A modern vessel is one of the most regulated objects humans build. Before it ever touches water, its design must satisfy thousands of requirements from classification societies, federal authorities, owners, and yard standards each written in its own language, numbering, and logic. That knowledge lives across PDFs, CAD files, decades of contract archives, and too often, in the hard-won experience of the engineers who have done it before, where it can't be searched, shared, or checked.  

The federal maritime action plan put it plainly: vessel acquisition today is "fragmented, overly complex, and often duplicative." Shipyards feel that fragmentation as lost time:  re-deriving the same answers, re-checking the same rules, rebuilding the same knowledge on every program.

The obvious move is to point an AI at the pile and ask it questions.

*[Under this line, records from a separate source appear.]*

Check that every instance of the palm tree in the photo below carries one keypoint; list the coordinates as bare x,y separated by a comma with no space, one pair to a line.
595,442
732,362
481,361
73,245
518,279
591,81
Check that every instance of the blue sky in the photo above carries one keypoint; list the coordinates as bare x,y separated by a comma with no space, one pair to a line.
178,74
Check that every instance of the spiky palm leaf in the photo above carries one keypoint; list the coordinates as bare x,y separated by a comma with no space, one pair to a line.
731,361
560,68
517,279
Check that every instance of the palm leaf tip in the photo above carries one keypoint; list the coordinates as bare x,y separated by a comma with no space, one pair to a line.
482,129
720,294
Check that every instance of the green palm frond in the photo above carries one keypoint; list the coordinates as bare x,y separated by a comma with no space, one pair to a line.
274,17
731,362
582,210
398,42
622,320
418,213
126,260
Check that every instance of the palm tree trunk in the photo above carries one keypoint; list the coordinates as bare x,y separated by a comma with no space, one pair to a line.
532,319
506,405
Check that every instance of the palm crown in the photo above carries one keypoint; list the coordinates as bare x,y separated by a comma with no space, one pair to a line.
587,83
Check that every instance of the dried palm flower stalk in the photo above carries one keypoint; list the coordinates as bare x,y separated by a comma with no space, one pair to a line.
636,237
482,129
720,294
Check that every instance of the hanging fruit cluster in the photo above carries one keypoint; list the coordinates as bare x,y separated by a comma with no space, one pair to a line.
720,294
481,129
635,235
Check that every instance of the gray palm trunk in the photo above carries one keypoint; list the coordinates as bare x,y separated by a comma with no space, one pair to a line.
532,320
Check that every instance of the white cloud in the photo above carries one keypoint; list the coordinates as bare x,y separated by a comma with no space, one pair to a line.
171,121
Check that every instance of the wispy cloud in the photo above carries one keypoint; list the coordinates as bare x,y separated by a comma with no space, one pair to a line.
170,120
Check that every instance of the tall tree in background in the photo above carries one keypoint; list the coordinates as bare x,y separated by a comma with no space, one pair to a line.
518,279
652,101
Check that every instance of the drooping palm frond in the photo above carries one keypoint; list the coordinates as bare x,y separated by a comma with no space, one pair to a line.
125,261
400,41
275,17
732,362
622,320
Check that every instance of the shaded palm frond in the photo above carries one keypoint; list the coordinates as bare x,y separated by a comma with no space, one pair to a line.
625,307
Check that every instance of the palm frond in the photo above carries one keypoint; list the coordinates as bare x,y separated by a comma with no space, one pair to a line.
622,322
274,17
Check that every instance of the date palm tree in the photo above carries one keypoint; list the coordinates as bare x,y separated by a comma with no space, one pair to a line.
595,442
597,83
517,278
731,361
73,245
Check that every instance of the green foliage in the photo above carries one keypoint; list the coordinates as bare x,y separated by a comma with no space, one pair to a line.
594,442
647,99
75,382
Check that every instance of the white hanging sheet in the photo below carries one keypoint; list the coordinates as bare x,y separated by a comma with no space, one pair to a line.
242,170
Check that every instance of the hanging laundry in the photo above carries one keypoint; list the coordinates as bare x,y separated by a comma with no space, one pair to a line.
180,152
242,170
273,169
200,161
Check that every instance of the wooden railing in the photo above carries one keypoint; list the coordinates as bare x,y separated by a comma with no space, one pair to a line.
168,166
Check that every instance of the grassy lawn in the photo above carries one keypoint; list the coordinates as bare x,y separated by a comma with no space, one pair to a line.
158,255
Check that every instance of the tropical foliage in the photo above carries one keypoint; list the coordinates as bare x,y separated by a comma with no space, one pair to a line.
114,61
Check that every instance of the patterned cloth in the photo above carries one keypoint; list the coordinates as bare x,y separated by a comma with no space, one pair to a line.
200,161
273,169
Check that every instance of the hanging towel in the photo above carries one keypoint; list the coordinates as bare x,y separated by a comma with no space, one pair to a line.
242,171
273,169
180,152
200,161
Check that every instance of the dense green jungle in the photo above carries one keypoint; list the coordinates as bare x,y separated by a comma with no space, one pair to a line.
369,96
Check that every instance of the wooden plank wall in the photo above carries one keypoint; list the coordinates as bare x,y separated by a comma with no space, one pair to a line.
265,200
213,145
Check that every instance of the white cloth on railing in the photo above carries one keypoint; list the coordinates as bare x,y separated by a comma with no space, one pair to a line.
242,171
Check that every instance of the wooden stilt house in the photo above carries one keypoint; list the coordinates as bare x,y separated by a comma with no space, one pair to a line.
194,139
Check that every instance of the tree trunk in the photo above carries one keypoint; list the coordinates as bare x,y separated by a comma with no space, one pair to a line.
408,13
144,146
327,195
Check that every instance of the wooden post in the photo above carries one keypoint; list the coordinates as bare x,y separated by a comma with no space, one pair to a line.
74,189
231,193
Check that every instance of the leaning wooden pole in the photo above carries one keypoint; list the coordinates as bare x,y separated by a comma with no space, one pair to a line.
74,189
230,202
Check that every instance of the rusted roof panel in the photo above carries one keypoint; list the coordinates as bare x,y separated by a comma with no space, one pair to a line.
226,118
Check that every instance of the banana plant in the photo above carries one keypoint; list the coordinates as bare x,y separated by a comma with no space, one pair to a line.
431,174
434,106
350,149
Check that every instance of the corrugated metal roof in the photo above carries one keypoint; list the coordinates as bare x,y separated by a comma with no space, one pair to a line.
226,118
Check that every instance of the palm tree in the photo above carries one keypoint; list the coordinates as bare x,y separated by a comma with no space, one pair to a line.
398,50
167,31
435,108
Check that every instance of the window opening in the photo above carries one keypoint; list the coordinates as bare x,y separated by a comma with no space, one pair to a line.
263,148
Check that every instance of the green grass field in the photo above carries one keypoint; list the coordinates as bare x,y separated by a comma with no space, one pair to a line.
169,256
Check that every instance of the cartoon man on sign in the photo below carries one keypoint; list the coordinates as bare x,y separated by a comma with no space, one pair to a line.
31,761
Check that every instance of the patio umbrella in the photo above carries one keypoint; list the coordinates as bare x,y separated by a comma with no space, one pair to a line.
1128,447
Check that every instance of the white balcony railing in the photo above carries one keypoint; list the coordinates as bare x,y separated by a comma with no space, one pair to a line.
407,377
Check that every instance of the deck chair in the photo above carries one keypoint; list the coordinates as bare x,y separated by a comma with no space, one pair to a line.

We believe that's the wrong move. A general-purpose model will give you a fluent, confident answer, with no  way to know whether it's right, where it came from, or whether it just invented a requirement. A vessel that has to pass class and serve the fleet cannot be built on a guess.

So before we built any AI features, we built the thing the AI has to be accountable to. We call it the Forge Ontology.

What an ontology is, and what ours isn't

An ontology is a structured model of a domain: the real things that exist, and how they relate. The closest familiar idea is a digital twin, but more precise would be a governed digital thread: a faithful representation of the yard's world: its vessels, systems, equipment, rules, and the decisions made about them.

But a digital twin you can only look at isn't enough. The Forge Ontology is a governed operational layer: every object in it carries its provenance, its sensitivity, and its  history, and every change to it is recorded. It deliberately avoids two tools people reach for instead:

• It is not a database schema. A schema records fields; the ontology records what those fields mean: that this paragraph is a requirement, that it scopes to vessels over 500  gross tons, that this decision superseded that one.

•  It is not a document-search tool. Search hands back passages to read; the ontology hands back structured, citable rules an engineer can act on and a regulator can audit.

What's actually in it

The ontology connects four kinds of things that, in most yards, live in separate silos:  

• Vessels and design objects. The hull, compartments, systems, and equipment, all modeled as one coherent structure rather than scattered across tools.

• Rules, as structured trees. We don't store regulations as documents. We parse ABS, USCG, and IACS text into addressable hierarchies (part, chapter, section, requirement,  exception, note), where every individual requirement is independently citable. Ask about fuel-oil-tank drainage and the system can point to the exact paragraph (for ABS,  something like 4-1-1/3.1) and the verbatim text behind it. The rules engine understands that ABS and IACS write requirements as "is to be," that the Coast Guard writes "must,"  and that "Except as provided" introduces an exception, because those distinctions change what a vessel actually has to do.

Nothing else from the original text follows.